Per l'Italia, non c'è solo il rischio di un'eventuale manovrina quest'anno. La partita tra Roma e Bruxelles riguarda anche il 2017 e gli obiettivi del Documento di Economia e Finanza da presentare entro aprile. “La flessibilità per il 2016 sarà data a maggio, se l'Italia ricomincia a fare l'aggiustamento richiesto per gli anni successivi”, spiega al Foglio una fonte comunitaria. A politiche attuali, anche tenendo conto dell'aumento dell'Iva di inizio 2017 previsto dalla clausola di salvaguardia sottoscritta dal governo nel caso in cui non si trovino misure compensative, il miglioramento è limitato allo 0,2 per cento di pil. Inoltre, la clausola di flessibilità sulle riforme si può applicare una volta sola in attesa di raggiungere il pareggio di bilancio. Infine, per beneficiare della clausola di flessibilità sugli investimenti, l'output gap deve essere superiore a -1,5. Allo stato attuale “non ci sono le condizioni” per altra flessibilità nel 2017, dice la fonte. Dal prossimo anno, dunque, l'Italia dovrebbe realizzare un aggiustamento strutturale di almeno lo 0,5 per cento di pil.

 

Nel dettaglio, le previsioni della Commissione certificano che l'Italia nel 2016 ha “una posizione fiscale espansiva”. Il deficit nominale scenderà solo “marginalmente” rispetto al 2015 (dal 2,6 al 2,6 per cento).

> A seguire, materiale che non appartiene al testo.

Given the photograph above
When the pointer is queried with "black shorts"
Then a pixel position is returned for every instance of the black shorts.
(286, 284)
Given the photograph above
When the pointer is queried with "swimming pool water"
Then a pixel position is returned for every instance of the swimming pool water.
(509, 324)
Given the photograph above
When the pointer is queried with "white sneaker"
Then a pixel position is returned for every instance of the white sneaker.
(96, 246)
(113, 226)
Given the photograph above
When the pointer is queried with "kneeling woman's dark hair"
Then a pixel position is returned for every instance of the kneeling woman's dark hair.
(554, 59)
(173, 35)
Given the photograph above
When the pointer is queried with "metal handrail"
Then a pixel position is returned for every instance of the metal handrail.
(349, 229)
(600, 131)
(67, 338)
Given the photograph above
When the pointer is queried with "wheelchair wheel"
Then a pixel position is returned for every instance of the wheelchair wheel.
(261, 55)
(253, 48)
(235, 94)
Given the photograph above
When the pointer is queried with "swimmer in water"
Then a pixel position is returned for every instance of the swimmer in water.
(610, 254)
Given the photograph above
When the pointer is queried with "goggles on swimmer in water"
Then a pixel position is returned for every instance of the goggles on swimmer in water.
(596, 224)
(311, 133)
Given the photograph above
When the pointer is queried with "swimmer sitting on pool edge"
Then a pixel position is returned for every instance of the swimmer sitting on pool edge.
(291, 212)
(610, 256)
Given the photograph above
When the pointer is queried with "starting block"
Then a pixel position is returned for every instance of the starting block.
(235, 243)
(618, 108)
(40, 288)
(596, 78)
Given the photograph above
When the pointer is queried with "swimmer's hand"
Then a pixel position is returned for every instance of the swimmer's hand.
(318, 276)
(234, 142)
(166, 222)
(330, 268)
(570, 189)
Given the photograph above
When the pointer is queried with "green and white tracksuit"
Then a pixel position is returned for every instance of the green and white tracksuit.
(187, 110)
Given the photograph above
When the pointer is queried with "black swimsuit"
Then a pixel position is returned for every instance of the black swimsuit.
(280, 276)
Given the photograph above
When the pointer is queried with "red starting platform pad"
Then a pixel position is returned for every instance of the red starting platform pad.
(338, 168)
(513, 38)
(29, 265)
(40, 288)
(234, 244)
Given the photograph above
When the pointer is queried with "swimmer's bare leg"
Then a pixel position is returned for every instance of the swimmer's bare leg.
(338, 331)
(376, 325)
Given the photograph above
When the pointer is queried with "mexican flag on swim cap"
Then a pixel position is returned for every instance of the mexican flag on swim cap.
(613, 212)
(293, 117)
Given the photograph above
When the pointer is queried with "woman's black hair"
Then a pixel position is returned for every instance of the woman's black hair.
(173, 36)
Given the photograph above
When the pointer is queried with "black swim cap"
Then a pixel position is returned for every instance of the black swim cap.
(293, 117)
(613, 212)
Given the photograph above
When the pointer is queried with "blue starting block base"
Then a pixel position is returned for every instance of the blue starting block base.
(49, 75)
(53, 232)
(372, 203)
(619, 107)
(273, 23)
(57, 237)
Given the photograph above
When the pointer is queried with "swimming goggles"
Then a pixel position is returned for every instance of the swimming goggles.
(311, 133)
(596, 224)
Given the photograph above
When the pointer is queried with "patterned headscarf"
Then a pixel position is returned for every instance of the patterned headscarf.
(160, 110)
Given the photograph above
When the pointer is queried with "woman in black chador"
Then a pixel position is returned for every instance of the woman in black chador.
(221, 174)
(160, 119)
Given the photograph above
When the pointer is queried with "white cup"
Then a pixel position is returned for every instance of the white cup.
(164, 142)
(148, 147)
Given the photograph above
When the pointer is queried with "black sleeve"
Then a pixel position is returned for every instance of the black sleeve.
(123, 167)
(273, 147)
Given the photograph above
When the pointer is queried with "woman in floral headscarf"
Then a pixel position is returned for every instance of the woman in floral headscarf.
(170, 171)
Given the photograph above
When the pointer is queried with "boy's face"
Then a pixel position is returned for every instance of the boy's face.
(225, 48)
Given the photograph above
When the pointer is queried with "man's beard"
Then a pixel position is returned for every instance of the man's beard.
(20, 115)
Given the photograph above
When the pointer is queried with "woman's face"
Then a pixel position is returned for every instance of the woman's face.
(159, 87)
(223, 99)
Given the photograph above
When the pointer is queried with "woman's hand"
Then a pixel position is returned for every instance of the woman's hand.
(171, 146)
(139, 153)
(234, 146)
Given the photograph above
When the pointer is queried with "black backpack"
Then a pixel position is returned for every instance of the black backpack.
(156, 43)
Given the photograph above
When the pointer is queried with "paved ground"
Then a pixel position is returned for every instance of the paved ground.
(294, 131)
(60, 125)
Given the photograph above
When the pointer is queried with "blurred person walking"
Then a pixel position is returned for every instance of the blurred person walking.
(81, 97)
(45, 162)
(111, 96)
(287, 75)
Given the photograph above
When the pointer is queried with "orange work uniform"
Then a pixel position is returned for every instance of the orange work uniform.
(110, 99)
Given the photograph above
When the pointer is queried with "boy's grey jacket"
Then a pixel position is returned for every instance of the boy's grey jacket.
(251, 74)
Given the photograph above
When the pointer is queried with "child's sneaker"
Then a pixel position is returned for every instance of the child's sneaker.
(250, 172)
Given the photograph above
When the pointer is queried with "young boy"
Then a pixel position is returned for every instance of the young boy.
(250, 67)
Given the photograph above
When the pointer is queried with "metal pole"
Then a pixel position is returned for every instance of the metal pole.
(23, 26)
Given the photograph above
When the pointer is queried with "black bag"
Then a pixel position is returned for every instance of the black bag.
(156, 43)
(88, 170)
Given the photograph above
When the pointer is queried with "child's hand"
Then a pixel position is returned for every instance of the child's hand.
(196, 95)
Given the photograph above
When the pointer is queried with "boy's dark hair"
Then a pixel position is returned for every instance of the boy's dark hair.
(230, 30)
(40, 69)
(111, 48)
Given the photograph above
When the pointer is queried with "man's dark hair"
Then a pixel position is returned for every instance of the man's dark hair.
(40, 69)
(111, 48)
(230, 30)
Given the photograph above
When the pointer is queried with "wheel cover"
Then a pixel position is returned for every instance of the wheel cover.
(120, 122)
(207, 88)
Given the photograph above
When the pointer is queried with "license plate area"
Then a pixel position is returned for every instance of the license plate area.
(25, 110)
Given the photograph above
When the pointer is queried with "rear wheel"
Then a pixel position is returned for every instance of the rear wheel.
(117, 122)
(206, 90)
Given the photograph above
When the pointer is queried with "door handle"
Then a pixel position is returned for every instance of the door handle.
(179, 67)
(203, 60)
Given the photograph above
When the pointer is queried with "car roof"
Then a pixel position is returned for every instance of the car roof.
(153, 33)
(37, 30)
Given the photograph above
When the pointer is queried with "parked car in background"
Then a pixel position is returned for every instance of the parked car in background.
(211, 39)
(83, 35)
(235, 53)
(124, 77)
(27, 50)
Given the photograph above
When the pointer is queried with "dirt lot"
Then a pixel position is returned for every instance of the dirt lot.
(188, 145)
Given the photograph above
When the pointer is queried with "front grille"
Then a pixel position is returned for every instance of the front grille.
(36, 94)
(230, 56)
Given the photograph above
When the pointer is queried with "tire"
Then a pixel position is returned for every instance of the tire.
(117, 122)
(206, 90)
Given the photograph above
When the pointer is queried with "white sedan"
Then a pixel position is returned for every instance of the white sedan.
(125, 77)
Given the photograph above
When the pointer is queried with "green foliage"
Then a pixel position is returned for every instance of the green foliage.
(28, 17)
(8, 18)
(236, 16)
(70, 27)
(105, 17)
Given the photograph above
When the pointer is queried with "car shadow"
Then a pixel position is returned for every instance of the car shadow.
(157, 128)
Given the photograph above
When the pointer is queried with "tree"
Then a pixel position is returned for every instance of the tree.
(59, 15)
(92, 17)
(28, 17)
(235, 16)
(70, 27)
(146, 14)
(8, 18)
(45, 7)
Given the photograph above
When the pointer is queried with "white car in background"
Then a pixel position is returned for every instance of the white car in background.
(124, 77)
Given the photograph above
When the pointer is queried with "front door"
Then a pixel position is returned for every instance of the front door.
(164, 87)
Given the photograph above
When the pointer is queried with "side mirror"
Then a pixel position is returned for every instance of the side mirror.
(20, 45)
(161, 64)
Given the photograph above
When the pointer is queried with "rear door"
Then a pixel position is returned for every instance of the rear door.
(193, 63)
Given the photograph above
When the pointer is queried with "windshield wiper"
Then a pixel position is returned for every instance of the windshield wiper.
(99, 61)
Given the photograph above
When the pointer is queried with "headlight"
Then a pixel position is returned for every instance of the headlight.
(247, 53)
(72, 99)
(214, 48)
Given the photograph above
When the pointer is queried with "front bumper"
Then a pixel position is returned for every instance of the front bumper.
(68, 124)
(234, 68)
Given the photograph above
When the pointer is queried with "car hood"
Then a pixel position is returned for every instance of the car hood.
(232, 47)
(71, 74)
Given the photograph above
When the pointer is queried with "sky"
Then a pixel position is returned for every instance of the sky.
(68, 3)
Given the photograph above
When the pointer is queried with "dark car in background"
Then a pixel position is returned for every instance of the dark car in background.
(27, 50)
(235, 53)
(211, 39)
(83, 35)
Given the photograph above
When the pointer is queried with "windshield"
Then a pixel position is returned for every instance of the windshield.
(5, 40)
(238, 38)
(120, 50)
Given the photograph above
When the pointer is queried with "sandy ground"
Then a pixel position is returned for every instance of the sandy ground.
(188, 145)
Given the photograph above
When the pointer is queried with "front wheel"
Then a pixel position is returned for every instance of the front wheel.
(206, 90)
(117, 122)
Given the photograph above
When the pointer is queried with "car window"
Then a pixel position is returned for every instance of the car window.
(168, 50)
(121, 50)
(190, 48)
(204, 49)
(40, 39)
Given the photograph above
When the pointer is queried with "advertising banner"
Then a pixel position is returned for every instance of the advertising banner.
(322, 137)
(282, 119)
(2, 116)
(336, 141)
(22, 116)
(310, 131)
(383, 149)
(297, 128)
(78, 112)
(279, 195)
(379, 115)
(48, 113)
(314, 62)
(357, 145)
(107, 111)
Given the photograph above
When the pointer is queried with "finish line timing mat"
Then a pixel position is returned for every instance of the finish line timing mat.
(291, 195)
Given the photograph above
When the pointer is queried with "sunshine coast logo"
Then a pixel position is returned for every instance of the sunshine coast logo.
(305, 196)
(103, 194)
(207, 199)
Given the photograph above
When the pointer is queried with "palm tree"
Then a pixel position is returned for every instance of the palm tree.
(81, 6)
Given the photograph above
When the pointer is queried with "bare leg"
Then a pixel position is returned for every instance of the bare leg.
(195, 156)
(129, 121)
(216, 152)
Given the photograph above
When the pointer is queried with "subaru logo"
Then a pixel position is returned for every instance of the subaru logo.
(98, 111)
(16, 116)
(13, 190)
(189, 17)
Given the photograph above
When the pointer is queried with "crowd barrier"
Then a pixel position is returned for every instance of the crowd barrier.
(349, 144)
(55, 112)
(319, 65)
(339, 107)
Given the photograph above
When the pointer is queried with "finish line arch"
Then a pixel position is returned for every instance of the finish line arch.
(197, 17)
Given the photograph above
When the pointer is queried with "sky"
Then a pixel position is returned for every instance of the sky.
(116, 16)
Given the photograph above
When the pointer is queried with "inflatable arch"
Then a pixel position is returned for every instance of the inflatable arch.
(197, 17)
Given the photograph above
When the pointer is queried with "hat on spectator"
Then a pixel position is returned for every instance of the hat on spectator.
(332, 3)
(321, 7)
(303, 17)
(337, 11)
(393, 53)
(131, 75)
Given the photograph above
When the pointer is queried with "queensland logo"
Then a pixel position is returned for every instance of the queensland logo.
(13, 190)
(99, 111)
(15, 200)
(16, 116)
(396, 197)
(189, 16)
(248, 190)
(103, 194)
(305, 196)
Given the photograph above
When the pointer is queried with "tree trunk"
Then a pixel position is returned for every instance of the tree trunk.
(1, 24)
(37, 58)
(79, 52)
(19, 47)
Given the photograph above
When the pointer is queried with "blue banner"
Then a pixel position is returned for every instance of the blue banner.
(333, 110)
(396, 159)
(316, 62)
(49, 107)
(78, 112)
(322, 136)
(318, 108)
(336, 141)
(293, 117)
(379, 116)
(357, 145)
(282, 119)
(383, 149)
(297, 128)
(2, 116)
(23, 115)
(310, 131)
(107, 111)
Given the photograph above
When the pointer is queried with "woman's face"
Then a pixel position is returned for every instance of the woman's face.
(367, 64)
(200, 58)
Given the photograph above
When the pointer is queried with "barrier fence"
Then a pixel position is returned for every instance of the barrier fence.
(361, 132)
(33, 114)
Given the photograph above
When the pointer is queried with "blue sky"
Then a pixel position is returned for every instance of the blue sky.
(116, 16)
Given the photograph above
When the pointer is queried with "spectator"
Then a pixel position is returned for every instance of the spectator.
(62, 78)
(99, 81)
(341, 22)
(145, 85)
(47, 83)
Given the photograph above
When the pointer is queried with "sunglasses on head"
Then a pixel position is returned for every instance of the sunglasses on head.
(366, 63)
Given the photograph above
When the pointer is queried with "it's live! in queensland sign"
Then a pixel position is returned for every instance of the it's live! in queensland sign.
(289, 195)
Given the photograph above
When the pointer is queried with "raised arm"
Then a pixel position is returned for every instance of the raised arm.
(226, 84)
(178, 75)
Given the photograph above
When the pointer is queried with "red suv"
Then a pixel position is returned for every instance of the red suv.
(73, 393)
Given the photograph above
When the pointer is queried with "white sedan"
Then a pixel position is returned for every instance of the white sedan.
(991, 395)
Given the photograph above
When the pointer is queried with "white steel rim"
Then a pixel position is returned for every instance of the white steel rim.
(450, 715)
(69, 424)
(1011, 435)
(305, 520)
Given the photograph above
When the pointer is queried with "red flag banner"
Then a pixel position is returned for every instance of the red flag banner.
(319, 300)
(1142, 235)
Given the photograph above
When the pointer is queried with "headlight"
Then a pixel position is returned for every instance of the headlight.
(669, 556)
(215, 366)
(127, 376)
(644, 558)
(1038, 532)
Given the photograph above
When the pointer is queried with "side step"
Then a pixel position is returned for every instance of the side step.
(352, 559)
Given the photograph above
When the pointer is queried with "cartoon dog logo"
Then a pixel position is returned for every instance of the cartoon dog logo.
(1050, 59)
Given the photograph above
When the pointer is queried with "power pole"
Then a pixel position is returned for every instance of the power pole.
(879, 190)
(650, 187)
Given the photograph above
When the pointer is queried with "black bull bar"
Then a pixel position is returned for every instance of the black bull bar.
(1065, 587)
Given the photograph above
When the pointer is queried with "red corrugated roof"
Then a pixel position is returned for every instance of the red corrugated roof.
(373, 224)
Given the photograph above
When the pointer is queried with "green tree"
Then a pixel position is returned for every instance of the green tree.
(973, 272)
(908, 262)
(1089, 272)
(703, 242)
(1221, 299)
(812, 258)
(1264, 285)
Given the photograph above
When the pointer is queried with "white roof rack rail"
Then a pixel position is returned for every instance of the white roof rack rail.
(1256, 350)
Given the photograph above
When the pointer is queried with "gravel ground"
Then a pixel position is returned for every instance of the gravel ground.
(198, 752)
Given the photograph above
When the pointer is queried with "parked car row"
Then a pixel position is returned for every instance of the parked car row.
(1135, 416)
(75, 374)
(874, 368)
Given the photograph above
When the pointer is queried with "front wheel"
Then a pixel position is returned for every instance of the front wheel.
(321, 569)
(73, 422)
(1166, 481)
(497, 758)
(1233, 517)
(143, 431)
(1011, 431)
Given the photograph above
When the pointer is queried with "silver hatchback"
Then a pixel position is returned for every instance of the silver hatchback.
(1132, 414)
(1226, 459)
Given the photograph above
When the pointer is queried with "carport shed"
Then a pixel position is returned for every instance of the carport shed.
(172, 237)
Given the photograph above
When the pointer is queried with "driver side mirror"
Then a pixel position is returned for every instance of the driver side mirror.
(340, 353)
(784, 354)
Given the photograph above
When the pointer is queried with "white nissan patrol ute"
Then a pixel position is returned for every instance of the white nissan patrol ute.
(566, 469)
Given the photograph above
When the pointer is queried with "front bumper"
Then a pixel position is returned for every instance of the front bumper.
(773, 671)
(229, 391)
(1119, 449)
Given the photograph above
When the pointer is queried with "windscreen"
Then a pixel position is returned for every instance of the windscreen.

E' il risultato dell'impatto “espansivo della Legge di Stabilità 2016, che include 3,2 miliardi di spesa addizionale su sicurezza e cultura, che hanno aumentato gli obiettivi di deficit al 2,4 per cento dal 2,2 per cento della bozza di bilancio presentata a ottobre". Di conseguenza, l'equilibrio strutturale "dovrebbe peggiorare di circa un quarto di punto del pil" nel 2016, con la spesa primaria che crescerà "a ritmo moderato" (0,9 per cento su base annua in termini nominali). La pressione fiscale dovrebbe scendere di un quarto di punto rispetto allo scorso anno, grazie a una riduzione ulteriore del cuneo fiscale e all'abolizione delle tasse sulla prima casa. Nel 2016, il debito è destinato a scendere solo leggermente, anche a causa del peggioramento del saldo strutturale: dal 132,8 al 132,4 per cento del pil.

 

Complessivamente il pil dovrebbe crescere di 1,4 per cento quest'anno, secondo la Commissione. "L'economia dell'Italia è destinata a crescere a un ritmo più veloce nel 2016, ma ancora al di sotto della media dell'area euro. La caduta del prezzo del petrolio e una posizione fiscale espansiva dovrebbero sostenere la domanda esterna e compensare il rallentamento delle esportazioni". La ripresa rischia però di rallentare nel 2017 al 1,3 per cento, a causa dell'aumento delle importazioni che neutralizzerà la domanda esterna più forte e la caduta dei consumi privati dovuta all'aumento dell'Iva previsto dalle clausole di salvaguardia. I risultati del Jobs Act e delle altre riforme sul mercato del lavoro sono positivi, secondo la Commissione. L'occupazione dovrebbe continuare ad aumentare nel 2016 e 2017 (con un tasso di disoccupazione rispettivamente al 11,4 e 11,3 per cento), mentre il costo del lavoro rimarrebbe limitato "in parte grazie ai tagli al cuneo fiscale". L'inflazione è ferma allo 0,3 per cento nel 2016, mentre l'anno successivo dovrebbe fare un balzo del 1,8 per cento a causa dell'aumento dell'Iva di due punti percentuali sull'aliquota standard e di tre punti per quella ridotta.

 

Quanto all'Unione Europea e alla zona euro, le previsioni della Commissione sono cambiate di poco rispetto all'autunno, ma i rischi al ribasso sono aumentati soprattutto a causa dei fattori esterni. La ripresa dell'Ue rimane stabile al 1,9 per cento quest'anno e al 2 per cento il prossimo. Quella dell'area euro dovrebbe attestarsi al 1,7 per cento e al 1,9 per cento. “Dobbiamo restare all'erta”, ha avvertito il vicepresidente della Commissione responsabile per l'Euro, Valdis Dombrovskis: “La crescita moderata dell'Europa sta fronteggiando venti contrari più forti, dal rallentamento dei mercati emergenti come la Cina all'indebolimento del commercio globale e alle tensioni geopolitiche nel vicinato dell'Europa”. Nascosti nel documento ci sono anche i rischi al ribasso dovuti a fattori interni all'Ue: errori nella gestione dei flussi di migranti potrebbero danneggiare la fiducia economica, portare alla sospensione di Schengen e a altre misure che metterebbero in pericolo il mercato interno.